Airports need to adapt to the market’s demand

ACI-LAC celebrates the Lima Airport Partners leading development project at Jorge Chávez International Airport (AIJC), which is crucial for Peru’s social and economic development, as well as for Lima’s competitiveness as a major logistics and business hub in Latin America.
The pandemic has caused the greatest drop in passenger traffic in aviation history. Given the situation and the great uncertainty about the aviation sector’s recovery, 2019 traffic projections are no longer valid. Today, airports in Latin America and the Caribbean face the great challenge of adapting their operations, structures, and forecasts in search of sustainable solutions to continue their operations and recover the airport industry.
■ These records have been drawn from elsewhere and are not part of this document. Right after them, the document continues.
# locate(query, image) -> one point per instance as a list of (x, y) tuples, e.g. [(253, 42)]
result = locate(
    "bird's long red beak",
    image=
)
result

The unprecedented crisis that international air transport has suffered due to the pandemic has demonstrated the need for airport operators to adapt to the changing needs of the industry. Faced with this situation, LAP has updated its development plan to allow for medium-term operational flexibility with the temporary operation of two terminals. This operating modality, which is typical of large intercontinental hubs, maximizes the efficient use of existing infrastructure.
“What LAP is proposing is precisely to have a temporary dual operation that will grow modularly according to demand, in line with the largest and best airports in the world,” said Dr. Rafael Echevarne, ACI’s General Director for Latin America and the Caribbean.
Air transport is in the midst of an evolutionary process. In addition to the pandemic, we are immersed in a true technological revolution to adapt to climate change in the aircraft propulsion systems and the energy needs of air terminals. Likewise, new air transport models such as drones and eVTOLs are rethinking the role of airports as multimodal hubs. In the face of these new challenges, operational flexibility is essential for airports and the cities and regions they serve to position themselves for success.
LAP is taking this changing landscape and the new realities of the industry into consideration and adapting with a project that has environmental, social and economic sustainability for all stakeholders as a main objective.
“We consider that changes in the industry, technological advances, and many other factors in the global environment are factors that determine the modifications in the development of an airport that must meet the needs of a changing and developing World” added Dr. Echevarne.
Jorge Chávez International Airport will be world class, with two independent parallel runways in 2022 and a second passenger terminal in 2025 that will allow the successful positioning of Lima, and Peru, in the socio-economic panorama of Latin America.